Now, there is something that our two main political parties should be discussing. With nearly half our population living in desperate poverty it would be interesting to know what excuses, explanations and ideas our politicians have to offer. With what face do they tell us that we are on our way to being the world's next economic superpower when so many of our countrymen continue to live on less a day than European cows? What is worse is that most of them are as illiterate as European cows as well and yet we never hear our political parties discuss the shambles in our education system. In recent times, there has been much hysteria over ''saffronization'' of education again, oddly enough, on account of beef and cows. Dr Murli Manohar Joshi, that leading champion of the Indian cow, deleted from history textbooks all references to Brahmins eating beef in ancient times and secular hysteria rose across the land. Fine. But, why do we never see similar rage over the disgraceful state of the Indian school system? So appaling are conditions in our schools that to have a classroom is a luxury. Most rural schools do not have this luxury and if they do they are usually reliant on the services of a single teacher who often finds no time for the mundane business of teaching.
For things to improve we need to spend at least twice as much on education as we currently spend but I cannot remember the last time there was a serious debate in Parliament on this issue. For that matter, when did you last hear our politicians discuss the shaming state of Indian healthcare? We have government hospitals in which it is not unusual to find stray dogs and cats wandering about the wards, not to mention rats so large they have been known to eat newborn babies. And, if you wander into smaller towns and villages it is not unusual to find health centres and hospitals so filthy that to enter them is to risk your life. According to one recent survey, Indians spend more on private healthcare than almost any other people, but can you remember the last time there was a debate in Parliament, or even a public discussion on this subject?

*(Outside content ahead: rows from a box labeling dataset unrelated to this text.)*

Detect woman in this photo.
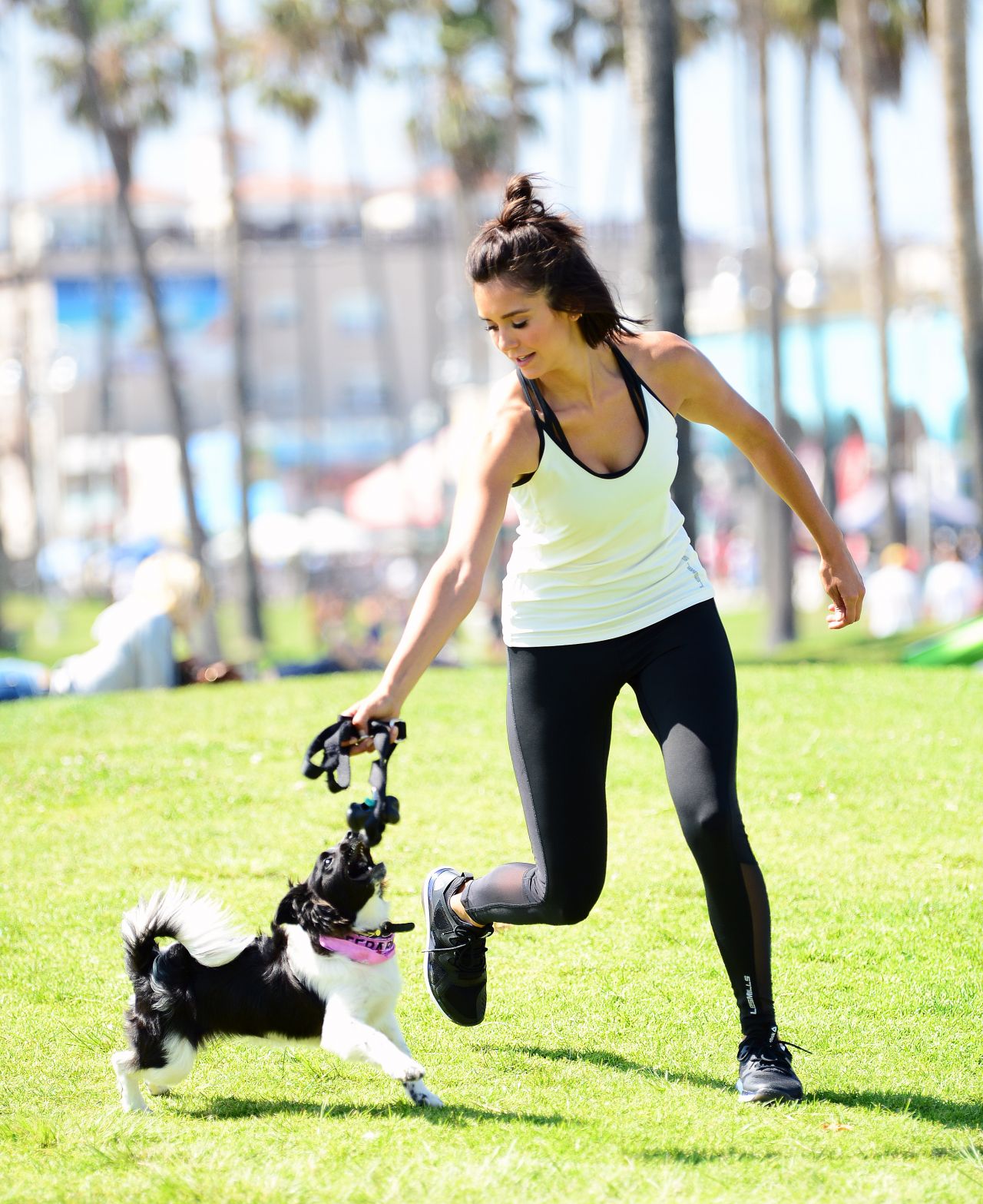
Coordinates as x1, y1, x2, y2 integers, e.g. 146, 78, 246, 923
348, 176, 864, 1102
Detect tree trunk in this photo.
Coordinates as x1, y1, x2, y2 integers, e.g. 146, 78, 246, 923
624, 0, 697, 542
208, 0, 263, 646
928, 0, 983, 512
803, 38, 836, 514
498, 0, 520, 174
840, 0, 905, 543
750, 0, 796, 648
66, 0, 221, 660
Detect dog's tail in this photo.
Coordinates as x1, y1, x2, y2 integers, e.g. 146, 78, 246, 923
123, 883, 253, 983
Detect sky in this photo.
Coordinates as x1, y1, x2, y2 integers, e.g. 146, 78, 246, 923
0, 0, 983, 247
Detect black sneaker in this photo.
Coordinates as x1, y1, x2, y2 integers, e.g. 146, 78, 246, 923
422, 866, 492, 1025
737, 1028, 809, 1104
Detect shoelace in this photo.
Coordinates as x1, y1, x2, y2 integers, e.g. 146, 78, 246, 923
423, 926, 495, 974
737, 1038, 813, 1066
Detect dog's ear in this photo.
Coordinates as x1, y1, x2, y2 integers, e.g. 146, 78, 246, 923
273, 883, 308, 924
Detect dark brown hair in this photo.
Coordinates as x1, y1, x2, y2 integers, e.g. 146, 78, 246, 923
465, 176, 644, 347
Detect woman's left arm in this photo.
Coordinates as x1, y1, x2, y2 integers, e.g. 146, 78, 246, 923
652, 338, 864, 630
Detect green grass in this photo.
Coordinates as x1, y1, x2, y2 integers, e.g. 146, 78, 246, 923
0, 666, 983, 1204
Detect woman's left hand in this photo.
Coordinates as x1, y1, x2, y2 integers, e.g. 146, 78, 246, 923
819, 544, 865, 631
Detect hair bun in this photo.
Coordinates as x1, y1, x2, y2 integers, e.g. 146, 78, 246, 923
498, 176, 546, 230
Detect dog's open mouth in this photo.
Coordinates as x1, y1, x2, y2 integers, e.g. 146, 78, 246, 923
346, 852, 386, 883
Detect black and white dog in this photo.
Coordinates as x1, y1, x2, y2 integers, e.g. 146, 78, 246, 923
112, 833, 440, 1111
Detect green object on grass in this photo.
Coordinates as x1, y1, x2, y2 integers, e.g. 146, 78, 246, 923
901, 614, 983, 666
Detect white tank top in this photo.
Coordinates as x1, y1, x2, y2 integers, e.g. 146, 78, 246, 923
501, 349, 713, 648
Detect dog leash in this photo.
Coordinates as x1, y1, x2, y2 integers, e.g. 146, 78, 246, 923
302, 715, 407, 847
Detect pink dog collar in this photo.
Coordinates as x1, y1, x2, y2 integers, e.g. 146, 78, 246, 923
318, 932, 396, 966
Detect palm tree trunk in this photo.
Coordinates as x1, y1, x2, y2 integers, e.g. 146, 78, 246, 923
66, 0, 221, 660
208, 0, 263, 645
498, 0, 520, 174
803, 36, 836, 514
750, 0, 796, 648
930, 0, 983, 509
840, 0, 905, 543
624, 0, 697, 541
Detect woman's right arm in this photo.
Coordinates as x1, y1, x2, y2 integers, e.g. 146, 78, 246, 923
344, 402, 539, 731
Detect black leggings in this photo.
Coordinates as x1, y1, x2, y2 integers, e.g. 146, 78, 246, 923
462, 599, 775, 1032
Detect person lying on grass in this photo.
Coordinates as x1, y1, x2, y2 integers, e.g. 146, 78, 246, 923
346, 176, 864, 1102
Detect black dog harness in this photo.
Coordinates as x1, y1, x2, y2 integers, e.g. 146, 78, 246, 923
303, 715, 407, 847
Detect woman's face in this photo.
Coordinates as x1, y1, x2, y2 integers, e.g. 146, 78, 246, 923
474, 277, 584, 376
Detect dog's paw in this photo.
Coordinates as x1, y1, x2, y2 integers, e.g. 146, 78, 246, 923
396, 1057, 426, 1087
403, 1080, 444, 1108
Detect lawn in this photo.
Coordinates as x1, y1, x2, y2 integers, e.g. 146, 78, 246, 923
0, 665, 983, 1204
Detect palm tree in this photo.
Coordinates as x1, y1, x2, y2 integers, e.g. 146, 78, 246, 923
251, 0, 321, 506
552, 0, 711, 551
32, 0, 220, 660
771, 0, 836, 513
208, 0, 263, 645
928, 0, 983, 508
741, 0, 796, 648
261, 0, 405, 446
839, 0, 925, 542
624, 0, 698, 539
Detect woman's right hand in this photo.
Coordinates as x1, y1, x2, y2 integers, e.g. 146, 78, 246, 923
342, 686, 402, 756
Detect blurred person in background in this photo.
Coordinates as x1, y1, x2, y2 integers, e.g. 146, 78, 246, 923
922, 527, 983, 624
865, 543, 922, 639
346, 176, 864, 1103
0, 552, 223, 701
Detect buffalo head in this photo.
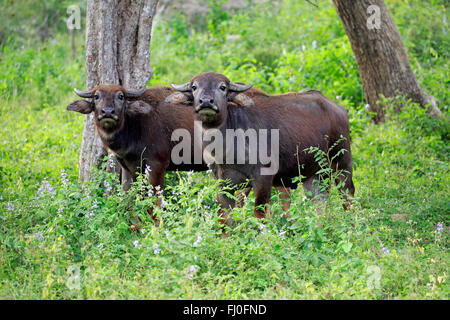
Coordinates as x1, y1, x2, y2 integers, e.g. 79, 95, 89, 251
67, 84, 151, 134
172, 72, 253, 128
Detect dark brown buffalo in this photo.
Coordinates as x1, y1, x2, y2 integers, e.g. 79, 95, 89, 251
67, 85, 207, 196
172, 73, 354, 222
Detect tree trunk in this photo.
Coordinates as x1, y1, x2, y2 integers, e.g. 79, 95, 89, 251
79, 0, 158, 181
333, 0, 441, 122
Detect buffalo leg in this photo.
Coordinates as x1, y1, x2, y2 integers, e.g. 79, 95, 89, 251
303, 175, 328, 200
236, 187, 252, 208
217, 185, 236, 226
148, 164, 167, 222
121, 167, 135, 191
253, 176, 273, 218
275, 187, 291, 218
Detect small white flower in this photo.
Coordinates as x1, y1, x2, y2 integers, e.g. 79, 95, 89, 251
152, 243, 161, 254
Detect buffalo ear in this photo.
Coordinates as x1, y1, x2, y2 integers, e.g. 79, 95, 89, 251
228, 93, 255, 107
164, 91, 194, 106
67, 100, 93, 114
126, 100, 152, 114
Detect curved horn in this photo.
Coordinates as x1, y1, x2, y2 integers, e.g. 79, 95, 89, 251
73, 88, 93, 98
125, 87, 147, 98
230, 82, 253, 92
171, 82, 191, 92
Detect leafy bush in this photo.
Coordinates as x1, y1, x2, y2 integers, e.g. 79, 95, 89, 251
0, 0, 450, 299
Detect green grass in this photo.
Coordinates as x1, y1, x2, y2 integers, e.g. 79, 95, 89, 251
0, 1, 450, 299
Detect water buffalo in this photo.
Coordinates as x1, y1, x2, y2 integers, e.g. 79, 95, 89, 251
172, 72, 354, 224
67, 85, 207, 200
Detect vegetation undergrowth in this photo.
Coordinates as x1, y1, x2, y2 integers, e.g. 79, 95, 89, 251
0, 0, 450, 299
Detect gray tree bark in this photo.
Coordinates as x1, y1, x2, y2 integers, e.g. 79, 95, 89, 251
333, 0, 442, 122
79, 0, 158, 181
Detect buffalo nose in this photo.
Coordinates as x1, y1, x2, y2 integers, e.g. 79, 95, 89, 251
199, 98, 214, 105
102, 107, 114, 114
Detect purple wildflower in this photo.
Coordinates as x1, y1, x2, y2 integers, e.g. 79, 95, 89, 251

What is it with our politicians that they find so much time to discuss cows, religion and temples and so little to discuss education, healthcare or our desperate need for such fundamental necessities as electricity and drinking water? Speaking of water, there was a truly surreal moment recently when everyone panicked over the quality of bottled water in India. The government responded with remarkable speed and last week the Consumer Affairs Ministry withdrew certification to eight brands of bottled water on grounds of unsafe quality. What makes the exercise truly surreal is that nobody, least of all the Minister of Consumer Affairs, appears to have noticed that the water that ordinary Indians get through their taps is of such dubious quality that only the foolhardy or the desperately poor dare drink it without first filtering or boiling it. Certainly, if analysed, it would be declared unfit for European cows.
To return then to cows for whom we see so much concern from both Congress and BJP, can we expect that their lot will improve in the near future? As things stand, to be an Indian cow is a fate worse than death. With cow slaughter banned, when cows grow old they are simply abandoned so clusters of them can be seen seated sadly on busy streets in every Indian city. Most die such slow painful deaths that if it was possible for them to have a say in the matter they would almost certainly vote for lifting the ban on cow slaughter. Perhaps, it's time to seriously consider Savarkar's views on the subject, he was after all the man who invented the idea of Hindutva.